OwO 2020/09/26 17:48

There is RF absorbing ferrite sheet (see attached). The plus4 uses this
on the inside of the metal case, otherwise isolation is only around
65dB. Most of the isolation improvements in the plus4 comes from the new
reflectometer which doesn't use baluns and so doesn't radiate as much.
Be careful about putting RF absorbing material in the microwave, if it's
a good absorber it can catch fire in seconds.

Stephen Laurence 2020/09/26 03:10

Thank you.

I presume the ferrite impregnated sheet is better than the carbon- impregnated sheet I have. I will try and get some of the ferrite stuff. If you are using it, it must be a good product.
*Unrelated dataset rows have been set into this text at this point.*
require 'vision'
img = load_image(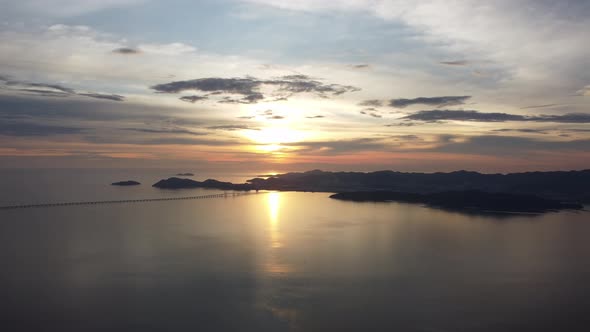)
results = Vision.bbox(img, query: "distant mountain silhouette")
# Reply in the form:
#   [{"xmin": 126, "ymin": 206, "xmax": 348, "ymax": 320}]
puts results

I must confess that, for me, a decent metal case wins every time over a plastic one for robustness and confidence in using it in multiple environments. My V2N is the one I would grab every time. Short of the car driving over it, it gives the feeling of mechanical indestructibility. I also have a TinySA which comes in a plastic case identical to the 2,8” cased nanovna. Sometime, I might try rehousing it in a slightly bigger metal case complete with a switchable preamplifier to improve sensitivity.

Steve L. G7PSZ

Slawek 2020/10/04 10:16

Hi OwO,
you mentioned in the first post that one person of your team works at high dynamic two port VNA device. Was that the project from Jan:

https://github.com/jankae/VNA2

or you meant different design?

Slawek/SP9BSL

Attilio 2021/02/14 04:41

Hello OwO,

I am new to the nanoVNA world, and I don't understand much about this clone phenomenon, I would like to know if what I bought (SAA-2N with N connectors, manufactured by Zeenko, with metal case) is a clone or not.

Thanks for your attention

--Cheers
Attilio

OwO 2021/02/14 21:19

Long story short, we (original developers of the V2) have an ongoing
dispute with Hugen/Zeenko about unfair competition and officially do not
allow him to use our design: https://groups.io/g/nanovna-users/message/17875

SAA-2N internally uses an exact copy of our V2_2 board design, and he
introduced it (and is still selling it) basically at cost, which we
consider to be malicious dumping. Consider that other 4" clones on
Aliexpress sell at much higher. If you think this is me being petty:
plenty of other vendors are using our design and I have no problems with
them, and even allow them to use my design without any royalty, for
example sysjoint's -F V2. They just need to, you know, not try to screw
us over.

I honestly just wish for Hugen/Zeenko to leave us and our design alone.

Attilio 2021/02/14 07:48

So I apologize to you, but I was not aware that Zeenko was an unfair competitor to you. I am comforted by the fact that being the same as hardware will allow me to stay up to date with non-clone software. Thanks Owo.

--Cheers
Attilio

bruiser419 2021/03/07 06:49

Any idea when Tindie will have new ones available?  I know it says late February/early March, and we're almost a 1/3 of the way thru the month, so just curious.

Thanks.

OwO 2021/03/07 22:55

Should be about a week now, it's just waiting for assembly (PCBA) of the
LCD modules.

Markus Schrodt 2021/03/07 18:46

I hope I don't miss it this time.

Am 2021-03-07 um 15:55 schrieb OwO:

Aloisio Spadeto 2021/03/07 20:25

It would be nice to have some information about that, and I'm not just
curious, I want to buy a nanovna.

On Sun, Mar 7, 2021, 10:53 bruiser419 via groups.io <bruiser419=
yahoo.com@groups.io> wrote:

Aloisio Spadeto 2021/03/07 20:27

I didn't see your answers, it's nice to hear that news. Thanks.